Repaglinide (NovoNorm) can be taken when a meal is eaten,
therefore no change in drug therapy will be required in Ramadan. A
meal must be eaten within 15 minutes.
Adjust medication or advise the patients who take alternative
medicine concurrently to treat diabetes.
Dietary tips about Glycaemic foods like khir (rice pudding) and
vermicelli Hypoglycemic foods such as karela (a vegetable), onion
and garlic should be provided to the patients.
Counsel the patient by saying ‘to see the doctor and comply with
treatment is Prophet Mohammad's sunnat (precedent)’. To refuse
would be a sin.
20. Tips to the Diabetics
Type 1 Diabetic patients and type 2 diabetics who require
insulin should monitor their blood glucose levels multiple times
daily.
Inappropriate diet, over-eating and insufficient sleep are the
causes of most health problems occurring in Ramadan.

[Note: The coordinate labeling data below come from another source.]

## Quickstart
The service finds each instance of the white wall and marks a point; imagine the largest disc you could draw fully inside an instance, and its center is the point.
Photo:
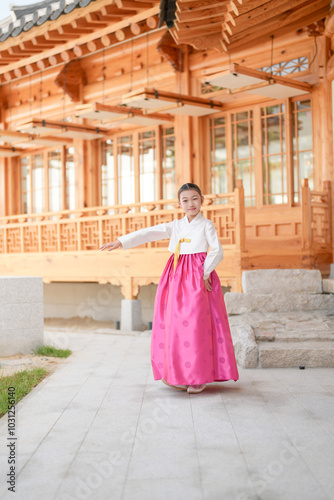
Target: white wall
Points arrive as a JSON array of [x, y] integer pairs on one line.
[[100, 302]]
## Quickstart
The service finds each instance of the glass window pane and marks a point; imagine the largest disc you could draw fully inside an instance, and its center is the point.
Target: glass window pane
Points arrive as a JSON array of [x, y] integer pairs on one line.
[[38, 187], [302, 145], [148, 167], [70, 179], [243, 153], [274, 155], [168, 164], [108, 173], [55, 180], [25, 185], [126, 174]]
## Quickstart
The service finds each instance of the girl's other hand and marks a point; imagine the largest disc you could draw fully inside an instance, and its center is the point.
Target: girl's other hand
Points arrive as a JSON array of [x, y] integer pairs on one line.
[[112, 245], [207, 283]]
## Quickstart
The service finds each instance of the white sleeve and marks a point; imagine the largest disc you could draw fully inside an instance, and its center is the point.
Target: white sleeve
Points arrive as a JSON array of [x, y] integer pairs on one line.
[[146, 235], [216, 253]]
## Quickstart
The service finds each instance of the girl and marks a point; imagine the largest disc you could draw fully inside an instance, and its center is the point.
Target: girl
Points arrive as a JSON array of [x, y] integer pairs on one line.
[[191, 341]]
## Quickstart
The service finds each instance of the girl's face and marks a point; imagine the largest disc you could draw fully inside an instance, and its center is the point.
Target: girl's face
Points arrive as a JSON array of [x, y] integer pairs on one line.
[[191, 203]]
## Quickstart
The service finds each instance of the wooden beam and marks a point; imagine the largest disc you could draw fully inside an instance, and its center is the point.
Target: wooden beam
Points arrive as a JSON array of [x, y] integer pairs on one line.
[[197, 15], [198, 33], [274, 9], [86, 38], [51, 25], [182, 6], [132, 5], [294, 20]]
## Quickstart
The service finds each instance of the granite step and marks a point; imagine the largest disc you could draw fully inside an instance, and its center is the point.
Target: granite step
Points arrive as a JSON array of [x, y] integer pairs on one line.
[[288, 354], [328, 285]]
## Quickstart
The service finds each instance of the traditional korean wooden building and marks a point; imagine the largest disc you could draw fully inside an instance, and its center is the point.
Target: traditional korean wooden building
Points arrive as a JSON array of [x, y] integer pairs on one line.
[[108, 106]]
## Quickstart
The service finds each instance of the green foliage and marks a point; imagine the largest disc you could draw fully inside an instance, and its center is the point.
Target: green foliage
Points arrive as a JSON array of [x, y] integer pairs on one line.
[[48, 350], [23, 382]]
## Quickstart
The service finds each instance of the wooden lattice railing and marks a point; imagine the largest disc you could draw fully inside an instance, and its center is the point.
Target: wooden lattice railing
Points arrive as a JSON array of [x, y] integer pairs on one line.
[[89, 228], [307, 226], [316, 216]]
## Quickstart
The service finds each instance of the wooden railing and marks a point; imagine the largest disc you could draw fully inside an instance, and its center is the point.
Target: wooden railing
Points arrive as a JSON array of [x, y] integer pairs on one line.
[[316, 216], [89, 228], [307, 227]]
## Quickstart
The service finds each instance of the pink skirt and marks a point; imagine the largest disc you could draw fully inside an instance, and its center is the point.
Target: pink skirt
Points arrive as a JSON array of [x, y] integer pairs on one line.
[[191, 339]]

During iftar (sunset meal), large amounts of foods rich in
carbohydrates and fats, should be avoided.
The foods containing “complex” carbohydrates (slow digesting
foods) may be advisable at the predawn meal.
During nonfasting hours, fluid intake should be increased.
To avoid the risk of hypoglycemia, excessive physical activity
should be avoided.
All patients should understand that they must end their fast
immediately, if hypoglycemia (blood glucose of <60 mg/dl [3.3
mmol/l]) occurs.
Patients should avoid fasting on “sick days.”
21. Points to Remember
Diabetics should
discuss with
Healthcare
Professionals
Diabetics should
undergo Pre
Ramadan
Assessment
Ramadan-focused
Structured
Diabetes
Education
•Risks involved in
fasting
•Ways to mitigate
the risks
•Assessment should be
done 1-2 months
before Ramadan
•Patients’ blood sugar,
lipids and blood
pressure should be
assessed.
•Awareness campaign for all.
•Ramadan-focused structured
education for health care
professionals as well as diabetics
regarding physical activity, meal
planning, glucose monitoring,
and dosage and timing of
medications.
22. CONCLUSIONS
Type 1 Diabetics willing to Fast during Ramadan, are at very high
risk of life-threatening complications such as severe hypoglycemia,
hyperglycemia and diabetic ketoacidosis.
Type 2 diabetics carry less risk of Hypoglycemia and
Hyperglycemia in compared to Type 1 diabetics.
Current evidence has proved that Type 1 and Type 2 adult
diabetics can fast during Ramadan safely after discussing with a
health care provider concerning the risks involved.
The diabetics who insist on fasting should undergo pre-Ramadan
assessment and receive appropriate education and instructions
related to physical activity, meal planning, glucose monitoring, and
dosage and timing of medications.
The management of children with diabetes who choose to fast
during Ramadan is a challenge for pediatrician as the majority of
guidelines and data on safety and metabolic impact of fasting are
based on practice and studies on adult population.
If the child and family received proper education and intensive
follow up clinic during Ramadan, it is feasible for children older than
8 years with long-standing Type 1DM to safely fast during Ramadan.